The list is new enough that most Salesforce architects haven't worked through it yet. Plenty of vendors have already summarized it, so this post does something more useful for anyone standing up Agentforce. It takes each of the ten categories and maps it to a concrete deployment decision you make inside the platform: a toggle, a permission set, a grounding source, an action design choice. Each one is something you've either configured correctly or haven't.

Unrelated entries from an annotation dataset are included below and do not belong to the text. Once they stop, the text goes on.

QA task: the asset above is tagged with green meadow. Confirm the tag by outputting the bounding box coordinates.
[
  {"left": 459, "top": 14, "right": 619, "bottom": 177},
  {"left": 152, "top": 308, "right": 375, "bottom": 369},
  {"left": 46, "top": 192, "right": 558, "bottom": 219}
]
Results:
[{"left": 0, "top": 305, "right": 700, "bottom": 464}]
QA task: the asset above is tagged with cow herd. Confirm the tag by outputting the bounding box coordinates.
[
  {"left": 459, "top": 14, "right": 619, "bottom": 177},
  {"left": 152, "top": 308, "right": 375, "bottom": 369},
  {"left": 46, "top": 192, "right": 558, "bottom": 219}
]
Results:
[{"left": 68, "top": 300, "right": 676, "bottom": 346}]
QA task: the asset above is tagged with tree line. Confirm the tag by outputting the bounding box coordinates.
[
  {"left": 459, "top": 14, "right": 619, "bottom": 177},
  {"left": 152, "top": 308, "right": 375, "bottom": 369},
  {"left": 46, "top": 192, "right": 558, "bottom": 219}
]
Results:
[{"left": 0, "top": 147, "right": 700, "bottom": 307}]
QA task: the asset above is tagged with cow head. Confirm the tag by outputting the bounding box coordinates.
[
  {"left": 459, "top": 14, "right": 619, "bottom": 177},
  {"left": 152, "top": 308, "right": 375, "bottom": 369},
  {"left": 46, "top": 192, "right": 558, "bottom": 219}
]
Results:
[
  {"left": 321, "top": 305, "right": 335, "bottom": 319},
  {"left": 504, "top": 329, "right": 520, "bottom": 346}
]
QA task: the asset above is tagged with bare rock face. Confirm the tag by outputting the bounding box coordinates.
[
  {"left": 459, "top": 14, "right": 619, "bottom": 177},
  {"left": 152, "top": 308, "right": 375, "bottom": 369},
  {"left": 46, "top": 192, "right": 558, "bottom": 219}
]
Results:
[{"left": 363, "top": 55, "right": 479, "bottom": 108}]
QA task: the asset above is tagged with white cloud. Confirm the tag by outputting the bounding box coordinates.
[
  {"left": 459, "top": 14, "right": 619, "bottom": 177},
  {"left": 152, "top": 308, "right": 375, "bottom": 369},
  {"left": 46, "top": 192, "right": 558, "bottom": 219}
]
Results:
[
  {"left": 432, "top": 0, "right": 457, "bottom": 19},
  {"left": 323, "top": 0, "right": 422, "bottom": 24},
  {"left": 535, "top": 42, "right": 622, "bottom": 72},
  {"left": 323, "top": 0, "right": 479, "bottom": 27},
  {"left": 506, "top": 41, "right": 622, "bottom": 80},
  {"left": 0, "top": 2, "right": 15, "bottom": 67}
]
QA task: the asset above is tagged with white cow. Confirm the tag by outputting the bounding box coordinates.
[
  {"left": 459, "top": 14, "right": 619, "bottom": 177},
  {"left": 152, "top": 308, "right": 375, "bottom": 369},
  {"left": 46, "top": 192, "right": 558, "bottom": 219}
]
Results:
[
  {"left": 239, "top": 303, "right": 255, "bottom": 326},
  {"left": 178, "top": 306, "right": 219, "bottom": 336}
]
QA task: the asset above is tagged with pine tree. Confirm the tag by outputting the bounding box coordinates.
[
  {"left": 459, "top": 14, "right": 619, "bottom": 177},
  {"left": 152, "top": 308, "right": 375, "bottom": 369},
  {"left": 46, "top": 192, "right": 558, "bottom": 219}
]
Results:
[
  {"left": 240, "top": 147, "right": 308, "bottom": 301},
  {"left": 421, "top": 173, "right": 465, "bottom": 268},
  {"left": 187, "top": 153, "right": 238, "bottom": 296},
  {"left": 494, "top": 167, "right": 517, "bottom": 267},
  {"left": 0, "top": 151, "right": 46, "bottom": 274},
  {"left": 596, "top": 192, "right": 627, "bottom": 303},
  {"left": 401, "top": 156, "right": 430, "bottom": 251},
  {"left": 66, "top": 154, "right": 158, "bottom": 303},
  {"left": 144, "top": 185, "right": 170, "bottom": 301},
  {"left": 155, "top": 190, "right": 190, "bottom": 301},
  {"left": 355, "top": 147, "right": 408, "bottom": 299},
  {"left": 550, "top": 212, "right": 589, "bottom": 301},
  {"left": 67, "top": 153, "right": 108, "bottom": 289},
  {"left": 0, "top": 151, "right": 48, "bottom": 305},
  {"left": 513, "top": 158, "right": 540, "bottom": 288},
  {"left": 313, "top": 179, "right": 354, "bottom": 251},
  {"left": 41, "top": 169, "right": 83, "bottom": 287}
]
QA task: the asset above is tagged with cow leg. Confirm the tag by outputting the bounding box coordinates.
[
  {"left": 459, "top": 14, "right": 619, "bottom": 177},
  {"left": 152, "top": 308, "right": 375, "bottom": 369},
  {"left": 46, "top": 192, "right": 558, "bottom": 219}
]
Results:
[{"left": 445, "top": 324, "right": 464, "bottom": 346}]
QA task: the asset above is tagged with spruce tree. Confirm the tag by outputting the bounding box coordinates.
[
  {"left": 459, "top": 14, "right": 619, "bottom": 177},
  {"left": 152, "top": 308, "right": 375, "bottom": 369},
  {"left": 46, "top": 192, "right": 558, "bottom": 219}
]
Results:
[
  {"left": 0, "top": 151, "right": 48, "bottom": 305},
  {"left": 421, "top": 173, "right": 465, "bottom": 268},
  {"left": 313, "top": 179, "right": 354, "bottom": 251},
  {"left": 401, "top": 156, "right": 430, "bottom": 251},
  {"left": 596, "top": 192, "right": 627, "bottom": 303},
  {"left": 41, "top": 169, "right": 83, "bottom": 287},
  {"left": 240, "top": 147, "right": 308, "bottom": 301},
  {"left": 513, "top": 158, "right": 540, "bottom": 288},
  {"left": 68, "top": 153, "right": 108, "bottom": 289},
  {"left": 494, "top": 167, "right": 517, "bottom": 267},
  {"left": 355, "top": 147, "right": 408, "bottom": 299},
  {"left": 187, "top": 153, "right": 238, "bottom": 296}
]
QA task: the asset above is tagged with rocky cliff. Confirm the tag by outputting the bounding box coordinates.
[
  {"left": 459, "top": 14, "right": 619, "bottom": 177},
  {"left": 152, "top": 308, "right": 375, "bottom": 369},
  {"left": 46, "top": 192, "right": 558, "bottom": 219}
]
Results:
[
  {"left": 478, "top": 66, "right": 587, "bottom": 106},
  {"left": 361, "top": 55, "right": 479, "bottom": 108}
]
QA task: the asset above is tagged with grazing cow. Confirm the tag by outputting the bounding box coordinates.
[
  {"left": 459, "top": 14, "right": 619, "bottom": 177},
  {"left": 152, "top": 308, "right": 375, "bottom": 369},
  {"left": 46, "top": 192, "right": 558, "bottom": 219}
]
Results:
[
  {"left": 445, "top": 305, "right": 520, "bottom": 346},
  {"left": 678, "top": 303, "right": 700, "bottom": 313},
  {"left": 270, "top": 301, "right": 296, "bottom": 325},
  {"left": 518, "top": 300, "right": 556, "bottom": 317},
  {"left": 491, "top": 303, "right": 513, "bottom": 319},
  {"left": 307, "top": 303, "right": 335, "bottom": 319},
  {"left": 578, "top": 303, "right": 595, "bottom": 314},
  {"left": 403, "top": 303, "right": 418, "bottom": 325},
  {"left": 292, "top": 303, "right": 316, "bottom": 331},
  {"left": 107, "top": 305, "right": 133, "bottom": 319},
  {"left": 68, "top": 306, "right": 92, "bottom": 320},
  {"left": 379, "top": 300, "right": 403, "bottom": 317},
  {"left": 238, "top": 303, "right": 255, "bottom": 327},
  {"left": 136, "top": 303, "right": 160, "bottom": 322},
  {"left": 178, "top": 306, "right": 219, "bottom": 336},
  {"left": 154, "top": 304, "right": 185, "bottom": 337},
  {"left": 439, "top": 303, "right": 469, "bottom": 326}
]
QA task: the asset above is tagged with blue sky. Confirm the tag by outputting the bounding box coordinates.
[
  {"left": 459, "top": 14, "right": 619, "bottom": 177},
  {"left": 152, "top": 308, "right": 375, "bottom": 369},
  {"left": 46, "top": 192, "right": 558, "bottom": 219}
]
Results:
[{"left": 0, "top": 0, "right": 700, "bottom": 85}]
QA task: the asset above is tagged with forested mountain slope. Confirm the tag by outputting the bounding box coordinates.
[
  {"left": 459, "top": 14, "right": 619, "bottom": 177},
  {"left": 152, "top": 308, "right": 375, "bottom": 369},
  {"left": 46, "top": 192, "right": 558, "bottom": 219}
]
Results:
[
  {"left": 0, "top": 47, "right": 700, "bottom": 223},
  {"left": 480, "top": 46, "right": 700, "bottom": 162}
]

A note on framing first. OWASP introduces a governing idea in the 2026 list called least agency: grant an agent only the minimum autonomy a bounded task requires, not just the minimum access. Least privilege is about what an agent can touch. Least agency is about how much freedom it has to act on what it touches before checking back with anyone. Agentforce gives you levers for both, and they tend to ship set too loose, because the platform optimizes for working in the demo. Each section below names the lever.

ASI01: Agent Goal Hijack

The risk: An attacker rewrites what the agent is trying to do by planting instructions in content the agent reads: a case description, an inbound email body, a knowledge article, a web-sourced field. The agent can't reliably separate data from instructions, so a poisoned record becomes a command.

The Agentforce decision: your grounding sources crossed with your topic's action set.

This is the lethal trifecta (untrusted input, access to sensitive data, and a way to exfiltrate) collapsed into a single agent. The decision that creates it is rarely framed as a security decision at all. It usually gets framed as "what should the agent be helpful with."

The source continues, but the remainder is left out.